Craft joined Winston-Salem/Forsyth County Schools in 2013 as a Latin teacher at Glenn High. He also taught at Mount Tabor.

Johnny and Misol Rodríguez both teach Spanish at Reagan, and their son takes Latin from Craft.

Asked what Craft’s strengths as a teacher and gifts as a person are, Misol Rodgriguez said, “Strengths –

passion, energy. Gifts as a person – smart, dedicated.”

“Jessie teaches with all his heart, soul and mind!  My son has had the privilege of being under his tutelage for all four years.  This year, my son, Alonso Rodriguez, is the only AP Latin student and Mr. Craft takes his personal time to guide my son in preparation for a passing AP exam.”

Latin 33“Nothing but praises for Jessie Craft!”

Johnny Rodriguez said, “Jessie Craft is a sterling teacher.”

Although he may look young, Johnny Rodriguez said, as far as experience and knowledge go, he seems much older.

“His pupils adore him, my senior son being one of them.
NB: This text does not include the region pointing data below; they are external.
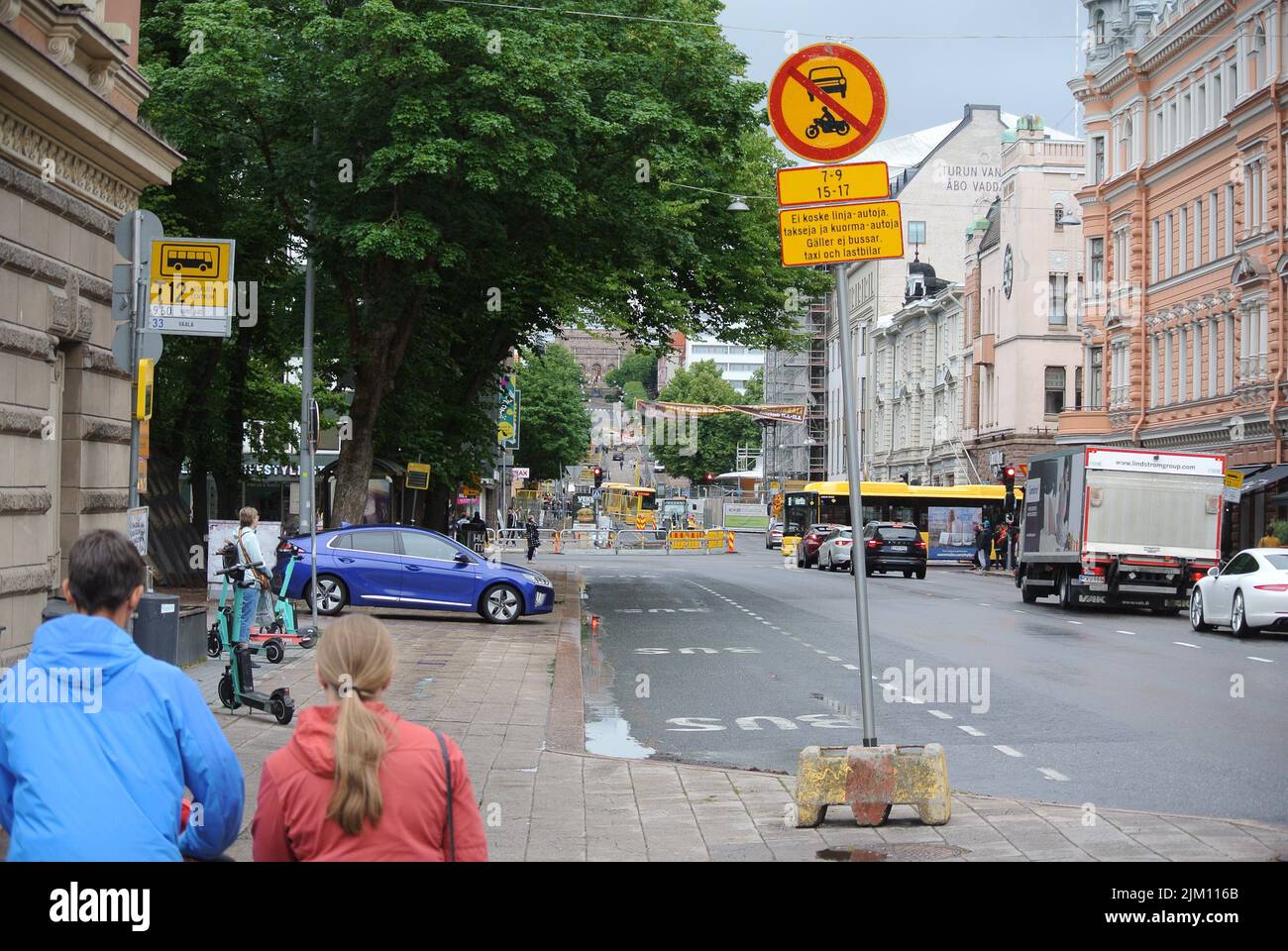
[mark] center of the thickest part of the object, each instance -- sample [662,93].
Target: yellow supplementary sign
[417,476]
[191,289]
[840,234]
[819,184]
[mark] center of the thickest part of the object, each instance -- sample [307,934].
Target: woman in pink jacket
[357,783]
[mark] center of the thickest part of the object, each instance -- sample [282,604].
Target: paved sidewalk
[511,696]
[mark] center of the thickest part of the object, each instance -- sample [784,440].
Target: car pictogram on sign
[829,79]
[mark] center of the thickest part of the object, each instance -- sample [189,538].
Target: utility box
[156,626]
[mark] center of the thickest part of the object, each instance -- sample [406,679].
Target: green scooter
[237,685]
[220,632]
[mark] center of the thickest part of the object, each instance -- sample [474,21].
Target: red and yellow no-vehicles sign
[827,102]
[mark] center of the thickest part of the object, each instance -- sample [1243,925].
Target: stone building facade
[72,159]
[1184,226]
[1024,270]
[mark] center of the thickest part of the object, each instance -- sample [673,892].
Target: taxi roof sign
[827,102]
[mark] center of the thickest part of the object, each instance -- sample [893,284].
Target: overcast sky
[928,80]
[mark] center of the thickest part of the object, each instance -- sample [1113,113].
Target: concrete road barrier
[871,780]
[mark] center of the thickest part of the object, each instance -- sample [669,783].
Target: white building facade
[737,363]
[944,178]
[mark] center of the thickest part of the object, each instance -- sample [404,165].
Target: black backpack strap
[451,793]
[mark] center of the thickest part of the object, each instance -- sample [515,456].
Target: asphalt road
[735,660]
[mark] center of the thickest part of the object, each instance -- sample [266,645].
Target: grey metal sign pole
[853,437]
[141,302]
[308,467]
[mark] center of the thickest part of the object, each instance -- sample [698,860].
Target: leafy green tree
[639,367]
[480,176]
[554,423]
[719,436]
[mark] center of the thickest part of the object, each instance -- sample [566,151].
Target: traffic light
[1009,480]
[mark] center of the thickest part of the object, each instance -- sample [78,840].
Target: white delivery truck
[1120,527]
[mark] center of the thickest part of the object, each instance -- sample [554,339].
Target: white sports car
[1249,593]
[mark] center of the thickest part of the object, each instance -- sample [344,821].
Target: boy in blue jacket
[98,740]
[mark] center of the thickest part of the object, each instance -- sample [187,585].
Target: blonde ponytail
[356,656]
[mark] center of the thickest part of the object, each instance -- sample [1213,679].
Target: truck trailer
[1120,527]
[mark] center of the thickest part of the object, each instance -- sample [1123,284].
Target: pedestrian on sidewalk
[97,772]
[533,539]
[982,543]
[357,783]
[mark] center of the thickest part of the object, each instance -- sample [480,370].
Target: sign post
[827,103]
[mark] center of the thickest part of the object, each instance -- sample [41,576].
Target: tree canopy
[554,423]
[478,176]
[719,436]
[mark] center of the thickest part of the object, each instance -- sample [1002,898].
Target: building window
[1153,369]
[1167,245]
[1167,368]
[1098,268]
[1212,232]
[1054,390]
[1198,232]
[1057,312]
[1155,249]
[1098,376]
[1229,219]
[1257,58]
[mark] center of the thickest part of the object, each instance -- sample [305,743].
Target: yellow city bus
[634,505]
[945,515]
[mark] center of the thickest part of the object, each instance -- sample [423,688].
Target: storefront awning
[1265,479]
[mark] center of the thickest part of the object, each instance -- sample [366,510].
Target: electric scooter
[220,632]
[237,685]
[283,612]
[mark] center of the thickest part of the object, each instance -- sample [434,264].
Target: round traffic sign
[827,102]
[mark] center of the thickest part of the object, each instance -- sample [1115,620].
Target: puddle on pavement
[850,856]
[896,852]
[608,733]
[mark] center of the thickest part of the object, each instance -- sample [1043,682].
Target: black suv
[894,547]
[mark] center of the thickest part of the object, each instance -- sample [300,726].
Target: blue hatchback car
[404,568]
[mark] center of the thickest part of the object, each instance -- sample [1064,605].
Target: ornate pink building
[1184,227]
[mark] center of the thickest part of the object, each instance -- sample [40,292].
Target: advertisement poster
[952,531]
[746,517]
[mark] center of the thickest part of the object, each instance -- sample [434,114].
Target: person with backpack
[357,783]
[254,581]
[95,772]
His colleagues respect him, as he is always professional and dedicated.”

“He is punctual, energetic, witty, amicable, and committed to his job. He knows his subject matter well.  He utilizes modern ways to teach ancient knowledge. He brings Latin alive, if it has ever been dead.”
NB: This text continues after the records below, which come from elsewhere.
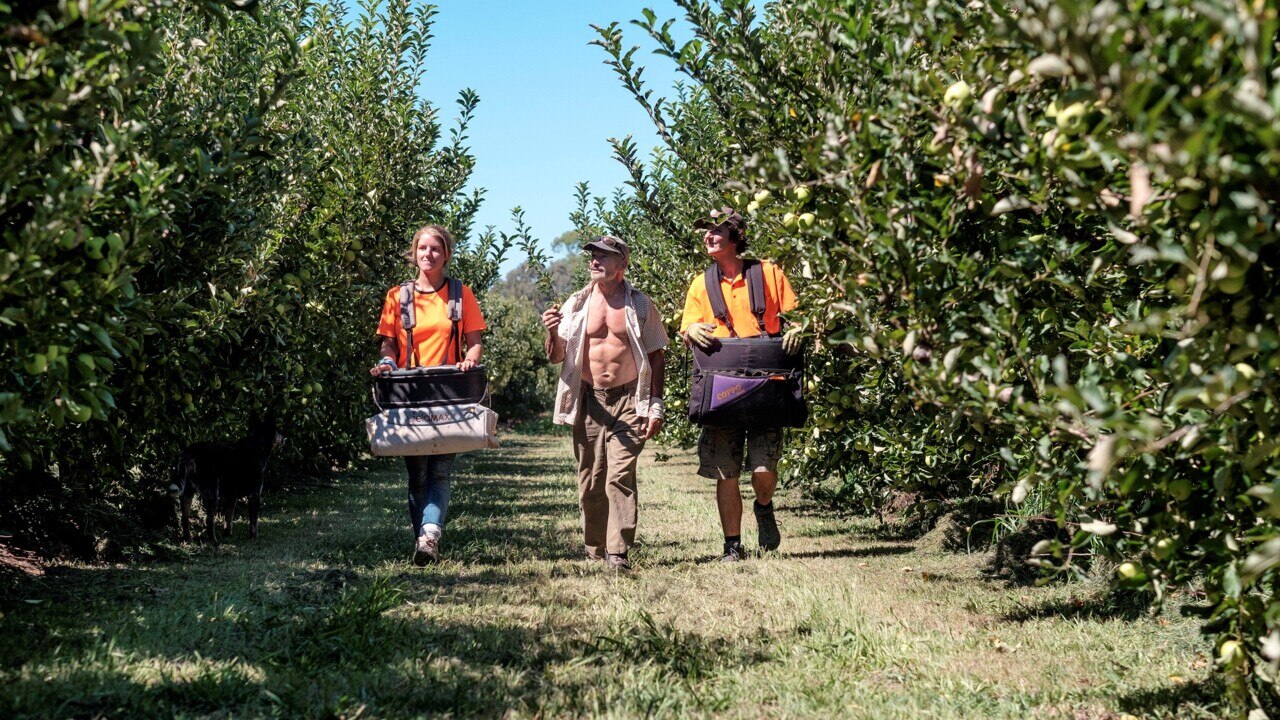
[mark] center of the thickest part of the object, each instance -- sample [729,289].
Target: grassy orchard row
[1036,244]
[196,229]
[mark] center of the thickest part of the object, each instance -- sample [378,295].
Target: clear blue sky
[548,103]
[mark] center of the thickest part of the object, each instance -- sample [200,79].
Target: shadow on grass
[873,551]
[292,641]
[1200,698]
[1114,605]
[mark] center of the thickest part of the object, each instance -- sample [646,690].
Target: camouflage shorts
[720,451]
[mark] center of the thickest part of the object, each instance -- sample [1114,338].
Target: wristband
[657,409]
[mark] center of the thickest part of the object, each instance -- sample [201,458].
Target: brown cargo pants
[608,437]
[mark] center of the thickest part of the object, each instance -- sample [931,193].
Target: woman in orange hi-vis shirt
[434,341]
[720,450]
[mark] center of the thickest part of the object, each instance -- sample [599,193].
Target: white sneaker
[426,550]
As for his gifts as a person, Johnny Rodriguez said, “A family man, Jessie spends most of his time with Silvia, his wife, and his twin daughters, Vittoria and Julia.” 

“He is an athlete. He goes to the gym almost daily. His quotidian meditations rival Marcus Aurelius’s — a sound mind in a sound body.” 
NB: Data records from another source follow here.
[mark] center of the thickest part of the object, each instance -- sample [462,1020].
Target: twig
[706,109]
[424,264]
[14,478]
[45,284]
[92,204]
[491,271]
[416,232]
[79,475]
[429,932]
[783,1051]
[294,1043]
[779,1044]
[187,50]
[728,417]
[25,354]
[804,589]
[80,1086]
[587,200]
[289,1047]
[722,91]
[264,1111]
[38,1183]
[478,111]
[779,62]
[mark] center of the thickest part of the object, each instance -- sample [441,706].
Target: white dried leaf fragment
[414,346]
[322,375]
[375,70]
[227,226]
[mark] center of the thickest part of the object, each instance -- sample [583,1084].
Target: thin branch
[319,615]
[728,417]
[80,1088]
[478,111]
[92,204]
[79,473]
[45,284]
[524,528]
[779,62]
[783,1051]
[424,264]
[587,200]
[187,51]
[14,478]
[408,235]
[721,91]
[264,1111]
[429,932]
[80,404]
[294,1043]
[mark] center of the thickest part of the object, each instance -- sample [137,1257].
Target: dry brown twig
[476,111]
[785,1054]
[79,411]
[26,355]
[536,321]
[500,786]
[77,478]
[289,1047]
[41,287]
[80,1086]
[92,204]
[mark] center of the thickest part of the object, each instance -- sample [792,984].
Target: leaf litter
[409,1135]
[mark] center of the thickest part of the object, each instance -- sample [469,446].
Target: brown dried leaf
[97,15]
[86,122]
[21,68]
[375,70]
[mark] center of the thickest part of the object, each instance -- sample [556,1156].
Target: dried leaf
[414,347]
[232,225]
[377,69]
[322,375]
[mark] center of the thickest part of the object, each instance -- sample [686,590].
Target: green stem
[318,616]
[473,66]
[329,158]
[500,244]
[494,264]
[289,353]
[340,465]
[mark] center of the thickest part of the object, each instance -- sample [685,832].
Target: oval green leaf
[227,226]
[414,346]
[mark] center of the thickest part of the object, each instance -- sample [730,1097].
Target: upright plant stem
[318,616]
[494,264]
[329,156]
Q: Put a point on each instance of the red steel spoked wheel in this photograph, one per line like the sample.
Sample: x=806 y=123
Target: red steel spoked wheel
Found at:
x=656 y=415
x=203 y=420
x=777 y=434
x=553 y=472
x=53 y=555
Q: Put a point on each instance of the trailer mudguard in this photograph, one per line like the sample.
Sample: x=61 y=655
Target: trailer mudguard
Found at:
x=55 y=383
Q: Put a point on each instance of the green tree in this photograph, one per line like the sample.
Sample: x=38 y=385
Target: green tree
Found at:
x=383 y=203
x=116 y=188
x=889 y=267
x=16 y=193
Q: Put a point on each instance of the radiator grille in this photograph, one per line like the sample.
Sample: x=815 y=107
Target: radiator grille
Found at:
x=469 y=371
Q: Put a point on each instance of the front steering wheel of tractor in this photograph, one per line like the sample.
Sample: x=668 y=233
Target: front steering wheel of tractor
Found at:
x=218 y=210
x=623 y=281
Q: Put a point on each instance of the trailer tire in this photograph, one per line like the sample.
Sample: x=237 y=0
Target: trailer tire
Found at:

“I am fortunate to count Jessie among my friends. I particularly enjoy our conversations about politics, religion, philosophy and mindfulness.”

Craft’s wife, Silvia Tiboni-Craft, is a professor of Italian at Wake Forest University. They met in Italy when he was studying there during his senior year in college at the University of Tennessee.

Their twin daughters, Vittoria and Julia, go to Jefferson Elementary School.

Craft – who grew up in Johnson City, Tenn. – knew early on that wanted to become a teacher one day. He traces that desire to his relationship with his grandfather Dr. Jerry Holt, who, during his career in education, served as a teacher and as a principal.

Craft moved in with his grandfather and grandmother, Betty Holt, when he was young, and, from the beginning, he appreciated the way his grandfather spoke to him.

“He spoke to me like a person,” Craft said.

Latin 77In Craft’s mind, his grandfather spoke that way because of the work he did. So Craft wanted to become a teacher as a way to treat others in that same respectful way.

“I wanted to teach high school like my grandfather,” he said.

As for what he wanted to teach, he found the world of the Romans quite engaging, and two of his uncles had married Italian-American women. He thought that becoming an Italian teacher would be just the thing.

So that’s what he planned to major in when he headed off to the University of Tennessee in Knoxville. It was an ambitious decision. If his high school had offered Italian, he would have taken it. It didn’t, so he took Spanish in high school and had to learn Italian when he went to college.

When he met his future wife, she was teaching at the university where he was studying. As good fortune would have it, she already planned to come to the United States to work on her doctorate.

When Craft graduated from the University of Tennessee, he found that jobs teaching high school Italian were pretty much nonexistent in the area. He wasn’t interested in leaving the South so he found a job working for a national company based in Concord that provided ingredients for gelato. He would hop on planes and fly to such states as North Dakota and Texas.  

After he worked there for a while, his wife encouraged him to follow the path he had always wanted to follow. He chose to do that by heading to the University of North Carolina at Greensboro to earn the necessary credentials to teach Latin and embarked on his current path.

Craft has no desire ever to leave the classroom.

“This is my thing – teaching with my kids,” he said.